Le son de guitare de Mary Halvorson contient un microcosme de toute sa pratique de compositrice et de chef d’orchestre. Elle donne l’impression, par son utilisation ingénieuse d’une pédale de delay particulière, que son instrument habite deux états de la matière à la fois, ou effectue un transit imperceptiblement lent entre eux : maintenant sec et sans fioritures, définitivement guitare, presque étrange dans son naturalisme ; désormais liquide et instable, le traitement numérique libérant chaque hauteur statique des forces invisibles qui la maintiennent en place. Parfois, vous obtenez un état ou un autre, mais la plupart du temps, vous obtenez les deux. Chaque note prend le caractère d’un glaçon laissé de côté un peu trop longtemps, luisant solidement dans la matière de sa propre dissolution.

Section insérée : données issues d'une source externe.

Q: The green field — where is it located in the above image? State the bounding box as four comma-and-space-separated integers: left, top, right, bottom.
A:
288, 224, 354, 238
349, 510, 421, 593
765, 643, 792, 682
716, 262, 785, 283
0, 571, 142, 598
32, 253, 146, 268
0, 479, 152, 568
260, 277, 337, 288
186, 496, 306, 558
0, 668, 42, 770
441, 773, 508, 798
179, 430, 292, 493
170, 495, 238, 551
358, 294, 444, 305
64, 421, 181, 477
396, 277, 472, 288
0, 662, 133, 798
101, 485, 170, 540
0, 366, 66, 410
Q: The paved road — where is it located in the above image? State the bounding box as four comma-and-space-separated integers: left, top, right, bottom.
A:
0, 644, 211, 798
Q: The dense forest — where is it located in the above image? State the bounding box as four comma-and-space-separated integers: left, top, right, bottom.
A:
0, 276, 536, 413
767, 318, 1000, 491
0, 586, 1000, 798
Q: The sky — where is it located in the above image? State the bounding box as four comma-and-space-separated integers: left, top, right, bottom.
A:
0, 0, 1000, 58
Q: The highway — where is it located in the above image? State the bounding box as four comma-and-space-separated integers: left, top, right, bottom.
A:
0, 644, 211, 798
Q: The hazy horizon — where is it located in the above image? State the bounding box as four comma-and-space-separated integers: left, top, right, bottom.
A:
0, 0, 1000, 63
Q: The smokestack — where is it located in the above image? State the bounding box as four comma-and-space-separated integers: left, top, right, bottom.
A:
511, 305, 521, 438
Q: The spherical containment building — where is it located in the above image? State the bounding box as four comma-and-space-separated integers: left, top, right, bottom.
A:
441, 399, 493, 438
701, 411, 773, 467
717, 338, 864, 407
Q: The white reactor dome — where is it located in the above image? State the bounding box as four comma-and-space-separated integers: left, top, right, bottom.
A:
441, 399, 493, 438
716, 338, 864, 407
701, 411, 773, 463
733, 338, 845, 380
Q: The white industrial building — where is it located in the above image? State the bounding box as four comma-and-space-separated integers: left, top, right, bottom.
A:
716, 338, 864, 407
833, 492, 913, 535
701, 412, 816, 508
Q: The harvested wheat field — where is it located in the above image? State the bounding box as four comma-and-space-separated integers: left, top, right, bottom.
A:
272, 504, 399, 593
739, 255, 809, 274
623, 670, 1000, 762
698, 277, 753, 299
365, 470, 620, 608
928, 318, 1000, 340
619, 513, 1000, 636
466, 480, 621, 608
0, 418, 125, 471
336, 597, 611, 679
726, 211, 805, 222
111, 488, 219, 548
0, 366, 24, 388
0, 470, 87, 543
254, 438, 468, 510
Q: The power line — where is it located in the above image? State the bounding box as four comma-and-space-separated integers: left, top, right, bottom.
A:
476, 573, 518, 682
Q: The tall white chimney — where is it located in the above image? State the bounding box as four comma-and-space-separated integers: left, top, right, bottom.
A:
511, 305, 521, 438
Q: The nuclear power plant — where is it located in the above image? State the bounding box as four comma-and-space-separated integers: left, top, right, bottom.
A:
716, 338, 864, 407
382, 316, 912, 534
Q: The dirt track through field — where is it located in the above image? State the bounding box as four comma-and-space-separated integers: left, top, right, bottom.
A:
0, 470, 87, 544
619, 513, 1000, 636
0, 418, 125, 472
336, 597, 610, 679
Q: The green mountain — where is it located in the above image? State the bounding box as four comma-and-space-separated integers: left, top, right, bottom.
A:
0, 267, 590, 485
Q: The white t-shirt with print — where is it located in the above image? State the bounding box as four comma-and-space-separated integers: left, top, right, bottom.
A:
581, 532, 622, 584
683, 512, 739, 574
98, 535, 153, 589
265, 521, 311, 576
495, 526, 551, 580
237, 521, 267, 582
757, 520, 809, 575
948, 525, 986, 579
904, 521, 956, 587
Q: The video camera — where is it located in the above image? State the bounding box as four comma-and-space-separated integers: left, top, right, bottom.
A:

Vers les nuages, le dernier album du musicien de jazz new-yorkais lauréat de MacArthur, est aussi comme un document de bords qui fondent. Halvorson a composé la musique d’Amaryllis, l’ensemble qu’elle a réuni pour la première fois pour son album du même nom de 2022 : Patricia Brennan au vibraphone, Nick Dunston à la basse, Tomas Fujiwara à la batterie, Jacob Garchik au trombone et Adam O’Farrill à la trompette. (Laurie Anderson apparaît également pour une apparition au violon gratté sur le sensationnel « Incarnadine ».) Dans « The Tower », des changements d’accords dramatiques cèdent la place à une improvisation libre atonale si progressivement qu’ils obscurcissent les différences entre les deux modes. Et de bassins d’amorphes surgissent soudain des moments d’un ordre surprenant : deux instruments peuvent soudainement converger dans une ligne mélodique partagée, ou simplement imiter l’articulation de l’autre, puis diverger à nouveau nonchalamment. Bien sûr, presque tout le jazz comporte une certaine tension entre rigueur compositionnelle et liberté d’expression. Mais Halvorson est particulièrement sensible à la porosité de ces frontières putatives. Même si je ne peux m’empêcher de me demander si certains fragments de structure ont été esquissés à l’avance ou créés spontanément par les musiciens, de telles questions de catégorie ne sont peut-être pas les bonnes à poser à une musique si préoccupée par le moment liminal du devenir.
Halvorson met à profit son instrumentation idiosyncrasique sur Vers les nuages. Le vibraphone de Brennan et le trombone de Garchick sont particulièrement bien adaptés à la sensibilité dissolvante de l’album : le premier avec son attaque percussive pointue et sa résonance soutenue et vacillante ; ce dernier avec ses articulations coulissantes de chaque note. Pour un album de guitare jazz, il contient peu de solos de guitare, une dynamique qui ne fait que souligner le holisme du jeu et de la composition de Halvorson. Les sonorités des voix entrelacées de ses collaborateurs reflètent si bien la sienne qu’elle peut se retirer pendant de longues périodes sans compromettre l’identité de la musique.